I’d been there only a few minutes when the cuddly youngster and his hound arrived. If ever anything frolicked, it was this pair. The repellent sight was close to making me hurl, if you know what I mean. I snatched my handbag and iPod and was headed to the next bench, when from behind the recycling shed, a guy emerged. Before I could take a swing, he stopped in front of me and bowed deeply.

“Good afternoon.”

“Who the hell are you.”

“I’m in fourth period art with you.”

I narrowed my eyes sharply and jutted out my jaw slightly while briskly lifting my chin. This is the bearing of a genuine bitch, in case you didn’t know. “Then why aren’t you there right now, genius?”

Aha! I could have said at that moment. If I gave a damn.

“I’m skipping, just like you.” He strode two steps to the right before turning: “Enfant terrible.”

He pronounced it, “Ahn-fant tair-ee-bluh.”

I was scared now. “Well, I’m sure art class is the only thing we have in common.”

Every dramatic exit starts with a single step. Beginning mine, I muttered, “Dingus.”

He reached into his trench coat and extracted a long-stemmed carnation. “A May flower,” he said, extending the bloom, which he now lay across his open palm.

Although I was stunned, I would not be without a retort. “A May flower? Well, I’m April. The cruelest month.”

I’m fairly certain dramatic exits also have second steps, and I tried mine.

“Ah, so you enjoy T.S. Eliot,” he said. “I know you’re April. I’m Ezra. Like Pound. Named by my mother.”

“How exciting for you.”

My best indifference, right over his head.

“And prom is coming up. My mother has agreed to drive, should I make the acquaintance of someone special.”

“Good luck with that,” I chuckled.

“I think you’re exceptional, April. And my uncle owns a restaurant in town and--”

He was talking, I didn’t care. I was walking away, gone. Bitch at her best. As I pushed past him, he called, “If you change your mind, take my number. My mother is a professor at the college. She is the visiting scholar in English literature.”

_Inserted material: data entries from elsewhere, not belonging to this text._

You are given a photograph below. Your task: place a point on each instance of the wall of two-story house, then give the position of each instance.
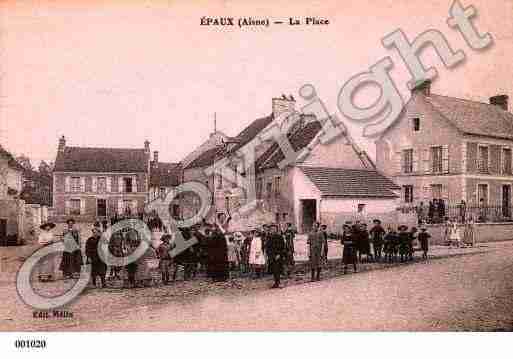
(423, 153)
(488, 170)
(86, 196)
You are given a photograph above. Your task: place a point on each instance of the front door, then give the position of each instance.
(506, 201)
(101, 209)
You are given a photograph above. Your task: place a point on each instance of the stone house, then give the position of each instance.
(12, 209)
(294, 193)
(450, 148)
(97, 183)
(332, 183)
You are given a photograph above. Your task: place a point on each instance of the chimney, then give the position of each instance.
(62, 144)
(422, 86)
(283, 104)
(500, 100)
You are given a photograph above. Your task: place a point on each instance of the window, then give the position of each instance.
(437, 159)
(408, 161)
(127, 182)
(259, 187)
(269, 188)
(483, 158)
(416, 124)
(506, 160)
(75, 184)
(74, 207)
(277, 185)
(408, 193)
(436, 191)
(482, 193)
(220, 180)
(101, 185)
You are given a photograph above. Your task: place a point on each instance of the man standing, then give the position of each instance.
(377, 234)
(290, 233)
(98, 267)
(275, 251)
(72, 255)
(324, 230)
(316, 246)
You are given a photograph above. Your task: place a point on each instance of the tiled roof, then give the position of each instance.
(87, 159)
(11, 160)
(165, 174)
(340, 182)
(476, 118)
(243, 138)
(298, 140)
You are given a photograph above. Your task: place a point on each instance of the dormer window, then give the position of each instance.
(416, 124)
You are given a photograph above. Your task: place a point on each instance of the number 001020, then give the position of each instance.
(30, 343)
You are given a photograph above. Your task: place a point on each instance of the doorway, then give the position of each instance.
(101, 207)
(506, 201)
(309, 210)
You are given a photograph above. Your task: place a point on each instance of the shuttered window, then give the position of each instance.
(407, 161)
(506, 161)
(483, 159)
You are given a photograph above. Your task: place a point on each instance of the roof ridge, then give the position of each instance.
(106, 148)
(465, 99)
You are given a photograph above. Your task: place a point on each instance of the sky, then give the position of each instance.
(115, 73)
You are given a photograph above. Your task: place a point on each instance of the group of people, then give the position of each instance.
(389, 246)
(219, 253)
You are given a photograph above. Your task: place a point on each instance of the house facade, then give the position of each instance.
(98, 183)
(296, 192)
(12, 209)
(452, 149)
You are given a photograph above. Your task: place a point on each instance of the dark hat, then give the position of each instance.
(47, 225)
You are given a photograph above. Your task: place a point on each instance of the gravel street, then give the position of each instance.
(456, 289)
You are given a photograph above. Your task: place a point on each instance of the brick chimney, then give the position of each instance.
(500, 100)
(62, 144)
(422, 86)
(283, 104)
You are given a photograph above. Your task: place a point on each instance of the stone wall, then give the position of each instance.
(486, 232)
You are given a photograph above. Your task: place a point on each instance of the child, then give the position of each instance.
(424, 241)
(166, 261)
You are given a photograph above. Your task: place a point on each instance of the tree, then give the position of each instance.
(45, 169)
(24, 161)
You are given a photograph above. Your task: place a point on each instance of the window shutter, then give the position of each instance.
(398, 162)
(445, 158)
(415, 164)
(67, 184)
(427, 160)
(82, 206)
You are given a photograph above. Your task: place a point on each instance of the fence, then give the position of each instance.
(460, 213)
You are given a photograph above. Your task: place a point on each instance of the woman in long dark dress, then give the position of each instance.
(72, 256)
(349, 253)
(217, 262)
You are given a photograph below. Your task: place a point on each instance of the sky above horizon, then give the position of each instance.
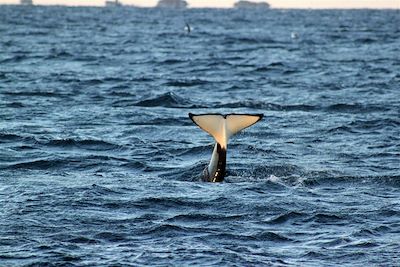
(229, 3)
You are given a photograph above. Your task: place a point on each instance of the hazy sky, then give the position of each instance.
(229, 3)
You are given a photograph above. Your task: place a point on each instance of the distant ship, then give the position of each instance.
(249, 4)
(26, 2)
(111, 3)
(172, 4)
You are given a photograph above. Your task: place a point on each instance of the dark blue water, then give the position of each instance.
(99, 161)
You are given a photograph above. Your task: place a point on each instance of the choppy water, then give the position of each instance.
(99, 160)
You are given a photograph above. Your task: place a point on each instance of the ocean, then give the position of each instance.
(100, 163)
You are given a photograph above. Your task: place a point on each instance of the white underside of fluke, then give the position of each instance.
(223, 127)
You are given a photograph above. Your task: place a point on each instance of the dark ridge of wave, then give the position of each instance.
(7, 137)
(271, 236)
(327, 218)
(285, 171)
(14, 59)
(36, 93)
(356, 107)
(83, 240)
(186, 83)
(375, 124)
(164, 122)
(373, 232)
(342, 108)
(247, 40)
(193, 217)
(111, 236)
(367, 40)
(85, 144)
(264, 236)
(172, 61)
(283, 218)
(192, 173)
(15, 105)
(389, 180)
(190, 151)
(54, 54)
(167, 230)
(168, 100)
(266, 106)
(170, 202)
(88, 162)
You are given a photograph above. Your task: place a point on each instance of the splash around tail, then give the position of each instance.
(221, 127)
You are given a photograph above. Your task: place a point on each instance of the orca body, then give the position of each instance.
(221, 127)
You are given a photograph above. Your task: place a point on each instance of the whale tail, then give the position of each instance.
(222, 127)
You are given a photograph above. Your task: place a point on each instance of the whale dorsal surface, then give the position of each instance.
(221, 127)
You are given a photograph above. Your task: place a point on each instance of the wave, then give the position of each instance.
(88, 144)
(340, 107)
(186, 83)
(169, 100)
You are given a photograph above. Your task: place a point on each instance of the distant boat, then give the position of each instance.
(172, 4)
(26, 2)
(111, 3)
(249, 4)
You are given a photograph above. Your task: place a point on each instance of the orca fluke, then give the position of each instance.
(221, 127)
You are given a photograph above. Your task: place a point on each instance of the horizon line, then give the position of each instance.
(232, 7)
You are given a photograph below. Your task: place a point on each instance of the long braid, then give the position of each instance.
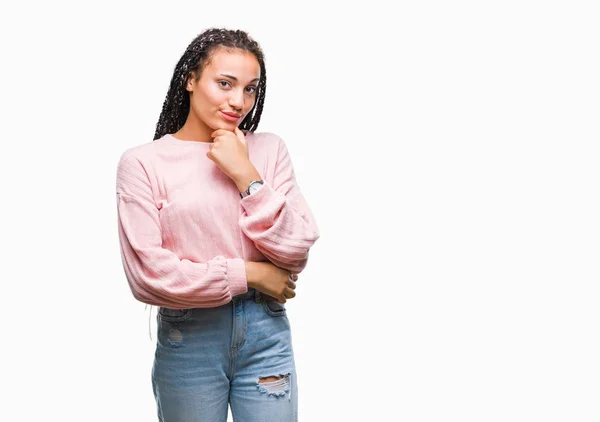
(176, 106)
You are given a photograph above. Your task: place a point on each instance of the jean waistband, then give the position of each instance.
(252, 293)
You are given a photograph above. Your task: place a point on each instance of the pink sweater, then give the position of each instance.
(184, 231)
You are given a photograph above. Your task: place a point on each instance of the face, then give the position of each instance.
(227, 84)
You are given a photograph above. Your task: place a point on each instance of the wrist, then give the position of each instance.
(251, 274)
(243, 180)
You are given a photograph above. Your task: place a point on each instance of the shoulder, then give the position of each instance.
(139, 155)
(268, 140)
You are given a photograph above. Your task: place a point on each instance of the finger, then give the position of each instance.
(289, 293)
(240, 135)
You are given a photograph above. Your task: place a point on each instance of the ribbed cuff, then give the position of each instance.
(265, 195)
(236, 276)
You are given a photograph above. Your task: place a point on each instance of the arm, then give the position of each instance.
(156, 275)
(277, 218)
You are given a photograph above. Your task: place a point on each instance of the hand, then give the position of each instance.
(271, 280)
(229, 151)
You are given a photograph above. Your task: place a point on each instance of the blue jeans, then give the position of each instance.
(207, 358)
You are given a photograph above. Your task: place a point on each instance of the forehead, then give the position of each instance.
(238, 63)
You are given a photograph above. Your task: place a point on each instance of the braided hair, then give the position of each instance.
(195, 58)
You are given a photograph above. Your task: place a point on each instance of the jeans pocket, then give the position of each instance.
(173, 315)
(273, 307)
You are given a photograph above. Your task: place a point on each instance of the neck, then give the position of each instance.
(194, 130)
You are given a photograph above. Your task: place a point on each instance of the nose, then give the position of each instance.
(236, 99)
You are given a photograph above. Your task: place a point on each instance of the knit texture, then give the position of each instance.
(185, 233)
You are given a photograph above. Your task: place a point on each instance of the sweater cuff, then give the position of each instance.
(265, 195)
(236, 276)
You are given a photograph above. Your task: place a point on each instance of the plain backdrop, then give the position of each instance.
(448, 150)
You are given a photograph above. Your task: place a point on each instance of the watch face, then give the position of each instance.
(254, 187)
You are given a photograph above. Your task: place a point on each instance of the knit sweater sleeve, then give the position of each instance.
(277, 218)
(155, 274)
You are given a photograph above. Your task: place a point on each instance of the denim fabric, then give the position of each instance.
(208, 358)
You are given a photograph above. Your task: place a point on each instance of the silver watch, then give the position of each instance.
(252, 187)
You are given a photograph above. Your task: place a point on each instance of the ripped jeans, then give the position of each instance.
(239, 354)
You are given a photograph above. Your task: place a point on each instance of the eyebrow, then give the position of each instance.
(235, 79)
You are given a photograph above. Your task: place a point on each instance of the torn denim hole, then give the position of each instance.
(277, 387)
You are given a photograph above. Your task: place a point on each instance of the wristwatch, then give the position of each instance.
(252, 187)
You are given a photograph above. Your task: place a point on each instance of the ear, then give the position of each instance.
(189, 86)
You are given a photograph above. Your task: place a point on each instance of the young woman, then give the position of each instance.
(214, 230)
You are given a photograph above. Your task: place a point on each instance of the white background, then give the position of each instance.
(449, 152)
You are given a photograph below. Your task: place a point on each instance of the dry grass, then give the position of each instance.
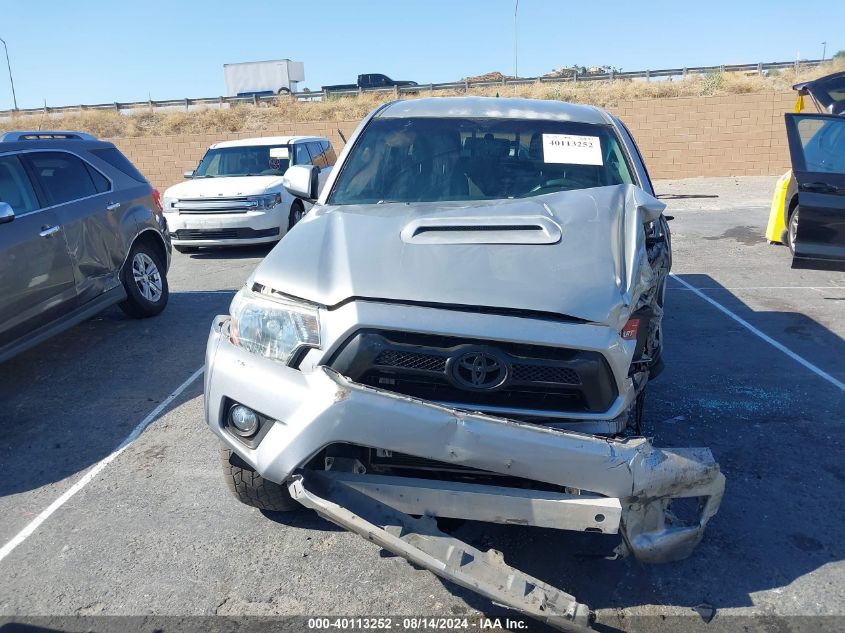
(268, 116)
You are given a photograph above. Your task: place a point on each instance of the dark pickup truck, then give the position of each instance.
(371, 80)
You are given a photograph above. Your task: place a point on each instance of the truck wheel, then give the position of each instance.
(296, 213)
(252, 489)
(145, 282)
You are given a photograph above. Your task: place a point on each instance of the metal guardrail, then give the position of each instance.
(187, 103)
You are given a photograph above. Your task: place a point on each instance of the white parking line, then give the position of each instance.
(779, 346)
(763, 287)
(95, 470)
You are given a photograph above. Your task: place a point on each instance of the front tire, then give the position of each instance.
(252, 489)
(145, 282)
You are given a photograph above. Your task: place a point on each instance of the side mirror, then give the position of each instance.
(7, 214)
(302, 181)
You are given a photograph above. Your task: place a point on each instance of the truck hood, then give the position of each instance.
(578, 254)
(225, 187)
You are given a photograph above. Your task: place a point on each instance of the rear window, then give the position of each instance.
(63, 176)
(443, 159)
(117, 160)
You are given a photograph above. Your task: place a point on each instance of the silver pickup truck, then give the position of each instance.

I stopped. Someone in this town to talk to about books.

He stepped slowly closer. “You know - Catherine and Heathcliff. Lancelot and Guinevere. Even Romeo and Juliet.”

“Okay, you’re well read. That’s far more than I can say for any of those cretins we march to lunch with, but I’m not Juliet. I’m April.”

“Even April leads into May,” Ezra said, with a confident grin. “Showers turn into flowers.”

I had no intention of turning. Into anything. I am. Bitch.

Ezra had not apparently gotten this memo. He just stood there, holding out the rosy, rosy flower.

I achieved a scowl. “That carnation. It’s pink.”

“It’s pink, April. The color of friendship.”

It wasn’t close to nightfall. I don’t even think it was cold. But after he said that, I felt a little chill down my back.

I stuffed my hands in my coat pockets and squeezed them into fists, because I am April, the cruelest month, and good will, so they say, is contagious.